Not All Citations Can Be Trusted
If you’re not familiar with the term “hallucination,” it’s what happens when an AI confidently gives you an answer… that’s completely made up. It might sound convincing. It might even cite a source. But sometimes, a quick Google search is all it takes to realize that study, case, or quote never existed.
That’s the scary part. And it’s not going away.
In fact, hallucinations are getting worse, not better. And the bigger issue is that AI is now quietly woven into the background of nearly everything we read: articles, presentations, reports, sometimes even court filings.
That’s why I think we’ll start seeing a shift where citations aren’t just taken at face value anymore. Judges, editors, and program officers need to start asking: “Did you actually check this, is this citation real?”

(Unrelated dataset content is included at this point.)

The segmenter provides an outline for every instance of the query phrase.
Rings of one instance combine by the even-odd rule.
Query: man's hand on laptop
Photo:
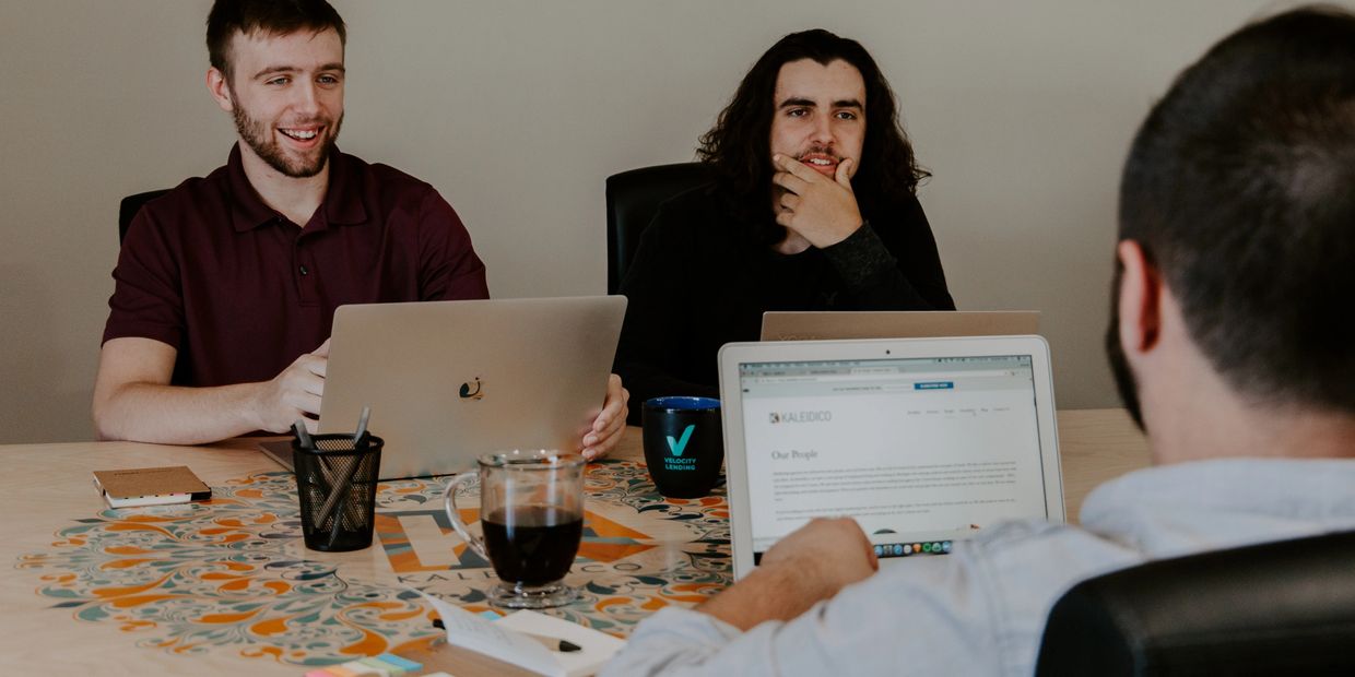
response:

The good news? There’s a growing wave of tools designed to help with exactly that:
- Sourcely scans your writing and suggests credible, traceable sources, or flags weak ones that don’t hold up.
- Scite Assistant reviews your citations and shows whether later research supports or contradicts the claim.
- Perplexity isn’t perfect, but I often use it as a quick smell test when an AI-generated response feels a little too slick.
- LegalEase, Westlaw, and other legal tools are already helping firms and courts catch citation errors before they make it into the record.
Just because a model says it, and even if it drops a polished citation, doesn’t mean it’s true. We used to say, “Just take a look, it’s in a book.” Now? You better take a second look, and make sure that book actually exists.
If your work is making claims – especially ones tied to legal precedent, public health, or science – then checking those claims has to become part of the workflow.
Truth still matters. And in the age of generative content, fact-checking is the new spellcheck.